Traditionally, structural complexity has been assessed by measuring specific attributes from trees and using those to derive forest-specific indexes. However, three-dimensional point clouds generated by various remote sensing methods have enabled a more comprehensive assessment of the structure of individual trees.

The box dimension, which is based on fractal analysis, is a means of measuring, for example, the structure and structural complexity of trees. The method integrates all data provided by a point cloud into a single number, which is determined by calculating the number of boxes required to cover all the points of a tree, and how the number of boxes changes as their size changes. The box dimension simultaneously takes into account several structural attributes of a tree, such as biomass density and distribution, crown dimensions, and branching patterns. The box dimension also increases our understanding of the link between the structure and function of a tree since previous studies have associated it with the productivity and growing conditions of trees.

The box dimension cannot be verified by conventional methods, which is why it is important to know how the values of structural complexity generated by different remote sensing methods compare to each other. The study, published in Forests, compared the ability of terrestrial laser scanning and unmanned aerial vehicle (UAV) imaging to measure the structural complexity of Scots pine trees by using the box dimension.

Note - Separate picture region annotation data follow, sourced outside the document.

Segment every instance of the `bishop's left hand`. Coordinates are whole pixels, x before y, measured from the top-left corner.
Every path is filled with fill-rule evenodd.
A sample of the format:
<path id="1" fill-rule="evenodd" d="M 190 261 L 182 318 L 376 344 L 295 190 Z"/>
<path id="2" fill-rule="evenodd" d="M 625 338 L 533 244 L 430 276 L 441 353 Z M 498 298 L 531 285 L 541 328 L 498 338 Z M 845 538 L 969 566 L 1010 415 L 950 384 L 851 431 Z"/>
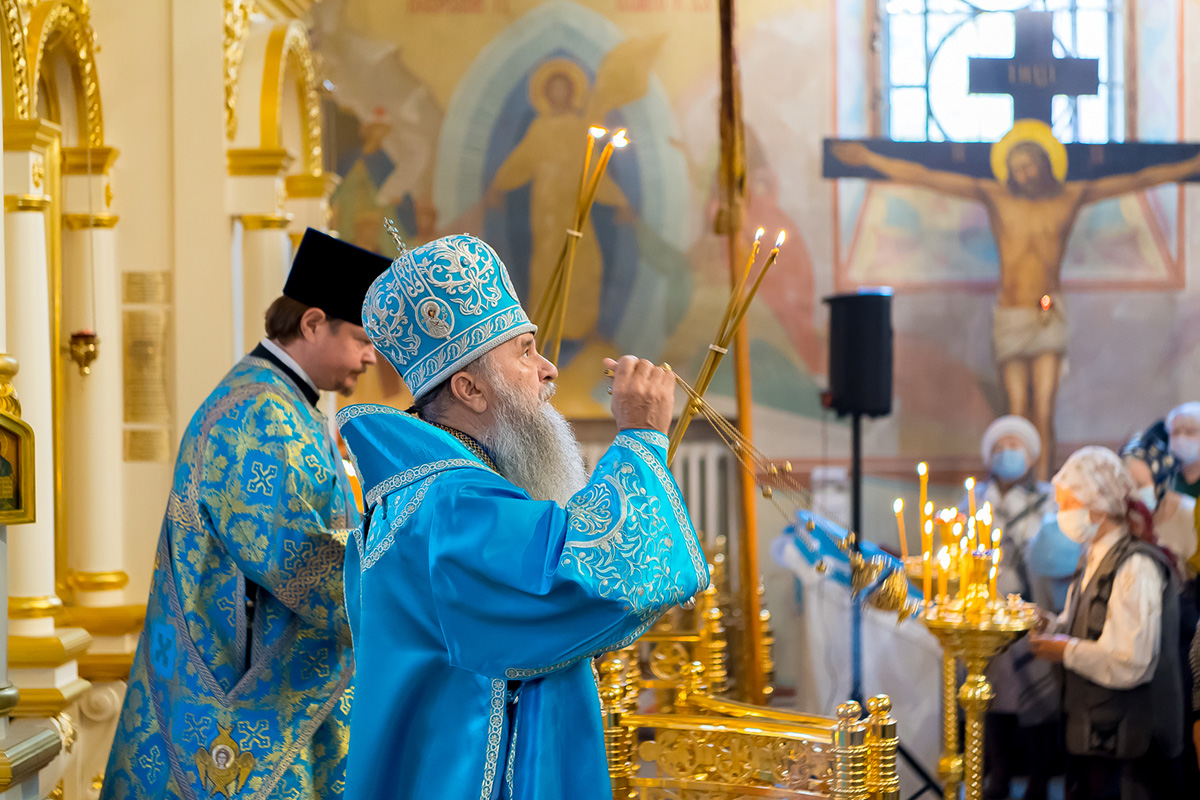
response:
<path id="1" fill-rule="evenodd" d="M 1062 660 L 1067 656 L 1067 644 L 1069 642 L 1070 637 L 1063 636 L 1062 633 L 1056 633 L 1054 636 L 1031 633 L 1030 651 L 1038 658 L 1051 661 L 1054 663 L 1062 663 Z"/>

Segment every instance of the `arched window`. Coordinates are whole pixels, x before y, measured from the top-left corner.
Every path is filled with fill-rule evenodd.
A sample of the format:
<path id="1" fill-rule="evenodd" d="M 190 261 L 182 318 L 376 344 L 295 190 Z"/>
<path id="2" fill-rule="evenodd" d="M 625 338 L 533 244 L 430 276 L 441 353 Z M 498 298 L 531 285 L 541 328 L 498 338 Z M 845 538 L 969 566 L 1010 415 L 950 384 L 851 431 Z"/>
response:
<path id="1" fill-rule="evenodd" d="M 1054 98 L 1061 142 L 1126 138 L 1124 0 L 878 0 L 880 122 L 907 142 L 995 142 L 1013 101 L 967 94 L 967 59 L 1012 58 L 1018 11 L 1054 13 L 1054 54 L 1099 59 L 1098 95 Z"/>

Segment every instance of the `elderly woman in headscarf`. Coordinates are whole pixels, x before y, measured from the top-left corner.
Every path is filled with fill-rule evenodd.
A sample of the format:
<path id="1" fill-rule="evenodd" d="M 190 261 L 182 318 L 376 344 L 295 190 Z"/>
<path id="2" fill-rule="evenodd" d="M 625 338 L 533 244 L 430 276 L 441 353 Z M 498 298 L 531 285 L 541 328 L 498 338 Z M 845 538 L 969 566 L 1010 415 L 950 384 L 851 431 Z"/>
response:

A sample of over 2,000 trees showed a significant difference between the two methods. On average, the UAV produced 5% higher values of structural complexity than terrestrial laser scanning. The differences can be explained by the number and distribution of the points in the point clouds, estimated tree heights, and the number of boxes needed. Nevertheless, the values determined from both data sets were similar and the correlation between them was 75%. UAV imaging is a constantly evolving field of research, and it can provide a more effective way of assessing the structural complexity of trees in the future, as it can cover larger forest areas. For the time being, however, terrestrial laser scanning provides more accurate results when examining the structural complexity of individual trees, as it produces more detailed data.